• izledim
    • izlemek istiyorum
  • youreads puanı (7.55)
mulholland dr. - david lynch
genç, hevesli bir aktrist büyük umutlarla hollywood'a varır ancak gelir gelmez de kendisini bir cinayetten kılpayı kurtulmuş ve geçmişini bilmeyen gizemli bir kadının macerası içerisinde bulur. ancak bu macerada rüya ve gerçek iç içedir.

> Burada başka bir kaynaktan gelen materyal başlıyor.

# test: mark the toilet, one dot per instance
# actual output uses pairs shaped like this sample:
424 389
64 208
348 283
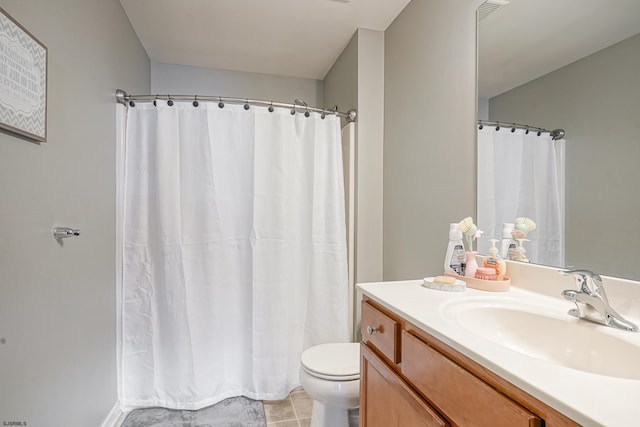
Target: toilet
330 374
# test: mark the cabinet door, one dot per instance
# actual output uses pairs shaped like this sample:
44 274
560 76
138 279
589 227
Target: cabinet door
386 401
467 400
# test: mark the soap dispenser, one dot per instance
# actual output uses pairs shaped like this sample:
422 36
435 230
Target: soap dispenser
520 251
455 259
507 245
494 261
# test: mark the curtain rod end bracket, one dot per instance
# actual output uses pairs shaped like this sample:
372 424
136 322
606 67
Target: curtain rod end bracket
121 96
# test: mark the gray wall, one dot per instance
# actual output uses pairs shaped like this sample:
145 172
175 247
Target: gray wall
57 303
429 135
356 80
341 81
596 100
186 80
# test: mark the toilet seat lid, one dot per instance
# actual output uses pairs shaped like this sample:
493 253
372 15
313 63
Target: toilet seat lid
339 361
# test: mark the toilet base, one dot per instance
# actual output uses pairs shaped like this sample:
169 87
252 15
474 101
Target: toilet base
326 415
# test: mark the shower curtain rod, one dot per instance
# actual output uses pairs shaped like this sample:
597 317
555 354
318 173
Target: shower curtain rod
298 105
555 134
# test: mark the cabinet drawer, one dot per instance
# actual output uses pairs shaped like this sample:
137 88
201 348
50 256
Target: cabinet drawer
380 331
463 397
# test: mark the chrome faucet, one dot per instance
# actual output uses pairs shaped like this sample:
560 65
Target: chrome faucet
592 302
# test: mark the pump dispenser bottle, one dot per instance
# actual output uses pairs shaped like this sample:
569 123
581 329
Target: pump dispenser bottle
520 251
455 259
507 244
494 261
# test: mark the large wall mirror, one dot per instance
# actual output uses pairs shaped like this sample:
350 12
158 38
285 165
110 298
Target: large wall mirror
575 65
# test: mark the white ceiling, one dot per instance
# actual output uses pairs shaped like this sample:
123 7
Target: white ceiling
299 38
527 39
302 38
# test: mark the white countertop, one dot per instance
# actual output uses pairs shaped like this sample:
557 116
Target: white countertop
587 398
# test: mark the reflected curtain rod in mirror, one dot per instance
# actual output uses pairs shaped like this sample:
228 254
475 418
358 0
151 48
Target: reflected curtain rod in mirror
555 134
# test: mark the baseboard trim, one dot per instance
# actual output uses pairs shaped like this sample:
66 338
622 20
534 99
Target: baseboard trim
115 417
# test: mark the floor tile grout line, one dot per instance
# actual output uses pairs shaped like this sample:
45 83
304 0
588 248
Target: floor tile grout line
294 409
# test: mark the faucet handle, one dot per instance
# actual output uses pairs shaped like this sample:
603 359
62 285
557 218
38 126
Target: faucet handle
587 282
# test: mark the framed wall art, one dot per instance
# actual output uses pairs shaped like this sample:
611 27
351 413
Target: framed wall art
23 80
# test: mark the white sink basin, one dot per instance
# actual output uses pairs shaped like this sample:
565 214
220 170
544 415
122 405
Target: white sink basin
550 334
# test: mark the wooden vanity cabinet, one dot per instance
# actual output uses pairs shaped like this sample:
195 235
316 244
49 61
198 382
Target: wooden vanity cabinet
409 378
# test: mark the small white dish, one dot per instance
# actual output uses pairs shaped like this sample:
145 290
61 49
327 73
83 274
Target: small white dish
457 286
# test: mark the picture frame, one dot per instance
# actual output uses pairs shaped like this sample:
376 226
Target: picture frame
23 80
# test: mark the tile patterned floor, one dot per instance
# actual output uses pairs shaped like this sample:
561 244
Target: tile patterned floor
294 411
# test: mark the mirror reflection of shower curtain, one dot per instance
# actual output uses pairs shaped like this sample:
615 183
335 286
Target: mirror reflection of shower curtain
519 175
234 251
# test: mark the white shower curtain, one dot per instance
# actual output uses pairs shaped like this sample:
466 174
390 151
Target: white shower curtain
234 251
519 175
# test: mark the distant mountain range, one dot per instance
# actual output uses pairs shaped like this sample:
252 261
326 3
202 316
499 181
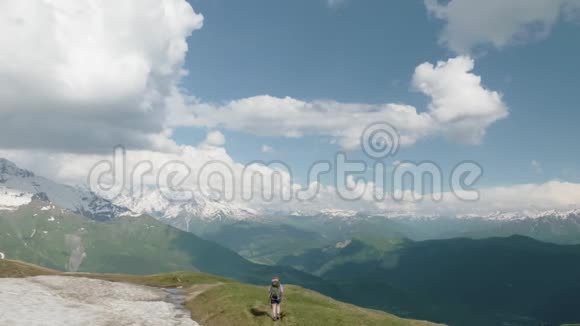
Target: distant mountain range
495 281
461 270
73 229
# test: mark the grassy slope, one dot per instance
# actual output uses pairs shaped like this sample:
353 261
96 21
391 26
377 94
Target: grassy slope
217 301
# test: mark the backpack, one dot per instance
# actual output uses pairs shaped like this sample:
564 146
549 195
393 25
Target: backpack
275 292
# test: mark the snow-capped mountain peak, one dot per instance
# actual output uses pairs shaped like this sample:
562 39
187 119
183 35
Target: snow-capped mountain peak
19 187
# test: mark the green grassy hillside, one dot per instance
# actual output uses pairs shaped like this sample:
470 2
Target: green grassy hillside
218 301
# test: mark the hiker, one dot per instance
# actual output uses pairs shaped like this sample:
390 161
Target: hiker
276 292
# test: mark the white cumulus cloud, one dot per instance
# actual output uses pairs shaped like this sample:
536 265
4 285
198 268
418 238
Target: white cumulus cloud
471 23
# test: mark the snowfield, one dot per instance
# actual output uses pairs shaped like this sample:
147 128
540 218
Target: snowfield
72 301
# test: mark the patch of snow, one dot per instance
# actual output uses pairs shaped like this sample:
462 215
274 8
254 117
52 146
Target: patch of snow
63 300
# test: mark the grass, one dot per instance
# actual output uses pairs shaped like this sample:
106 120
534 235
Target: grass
218 301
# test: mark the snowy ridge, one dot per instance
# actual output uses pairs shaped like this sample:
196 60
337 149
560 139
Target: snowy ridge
18 187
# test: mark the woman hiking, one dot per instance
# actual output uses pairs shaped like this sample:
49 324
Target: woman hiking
276 292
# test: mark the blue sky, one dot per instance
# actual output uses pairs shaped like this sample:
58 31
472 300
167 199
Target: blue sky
365 52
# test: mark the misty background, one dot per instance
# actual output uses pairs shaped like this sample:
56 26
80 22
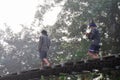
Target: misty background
65 20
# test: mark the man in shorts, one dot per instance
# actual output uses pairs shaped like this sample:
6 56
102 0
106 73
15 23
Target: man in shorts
94 37
43 47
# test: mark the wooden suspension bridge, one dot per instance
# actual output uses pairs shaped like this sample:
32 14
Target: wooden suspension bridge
106 63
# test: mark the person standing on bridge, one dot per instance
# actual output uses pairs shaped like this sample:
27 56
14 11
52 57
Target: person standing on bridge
43 47
94 37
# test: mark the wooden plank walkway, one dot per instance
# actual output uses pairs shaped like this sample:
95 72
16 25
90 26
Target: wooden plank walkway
109 62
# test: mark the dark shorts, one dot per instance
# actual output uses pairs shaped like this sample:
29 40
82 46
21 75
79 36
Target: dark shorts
43 54
94 48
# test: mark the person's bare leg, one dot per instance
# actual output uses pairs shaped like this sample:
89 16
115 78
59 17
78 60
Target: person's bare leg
46 61
42 64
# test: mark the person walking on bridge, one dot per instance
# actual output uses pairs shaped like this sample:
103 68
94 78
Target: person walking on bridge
43 47
94 37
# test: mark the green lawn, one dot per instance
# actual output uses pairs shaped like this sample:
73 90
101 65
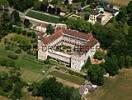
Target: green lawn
30 68
68 77
43 16
117 88
5 2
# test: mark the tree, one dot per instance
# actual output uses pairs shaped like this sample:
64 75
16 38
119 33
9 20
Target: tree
111 65
95 74
50 29
58 10
122 16
25 4
128 61
15 18
99 55
27 23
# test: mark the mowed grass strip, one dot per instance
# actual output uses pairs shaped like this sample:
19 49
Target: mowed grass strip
116 88
68 77
43 16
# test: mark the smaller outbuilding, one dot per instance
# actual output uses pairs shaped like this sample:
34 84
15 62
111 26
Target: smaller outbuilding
87 88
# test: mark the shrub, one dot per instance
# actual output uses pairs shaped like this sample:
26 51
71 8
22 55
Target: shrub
18 51
7 62
13 56
99 55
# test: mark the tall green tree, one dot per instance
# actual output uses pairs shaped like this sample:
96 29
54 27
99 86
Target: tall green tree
95 74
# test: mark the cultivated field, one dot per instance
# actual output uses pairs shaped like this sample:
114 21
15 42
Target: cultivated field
117 88
119 2
43 16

  1. en sevdiğim filmlerden biridir, 3 veya 4 defa izlemişimdir ama tabi ki hala anlamsız gelen ya da anlayamadığım noktalar vardır. filmin konusunu nasıl yazıcağımdan emin değilim o sebeple konuyu anlatmamaya karar verdim. benim cümlelerim anlatmaya yetmez gibi. ancak şunu söyleyebilirim ki david lynch'in sinema tarzına hayranım. bu tarz filmler hoşuma gidiyor, hem sonundan hatta filmin kendisinden herkes farklı bir şeyler anlayabiliyor, ayrıca senaryoya ya da daha doğru deyimle filmin içine koyduğu ufak dokunuşlar hoşuma gidiyor. kendinizi her an bambaşka gibi görünen bir olayın içinde bulabiliyorsunuz, ve ancak daha sonra filmi açıp tekrar izlerseniz bazı noktalar birleşiyor. ya da bana öyle oldu en azından. bir sinema severin (bu tabirle anlatmak istediğim çok ciddi biçimde sinema ile uğgrasan değil sadece belli başlı filmleri izlemiş ve ortalama üstü bir sinema zevki olan kişi anlamındadır.) izlemesi gereken bir film kesinlikle. fakat eğer öylesine bir film açayım ama aynı zamanda güzel de bişey olsun derseniz, sıkılıp yarısında kapatabilirsiniz.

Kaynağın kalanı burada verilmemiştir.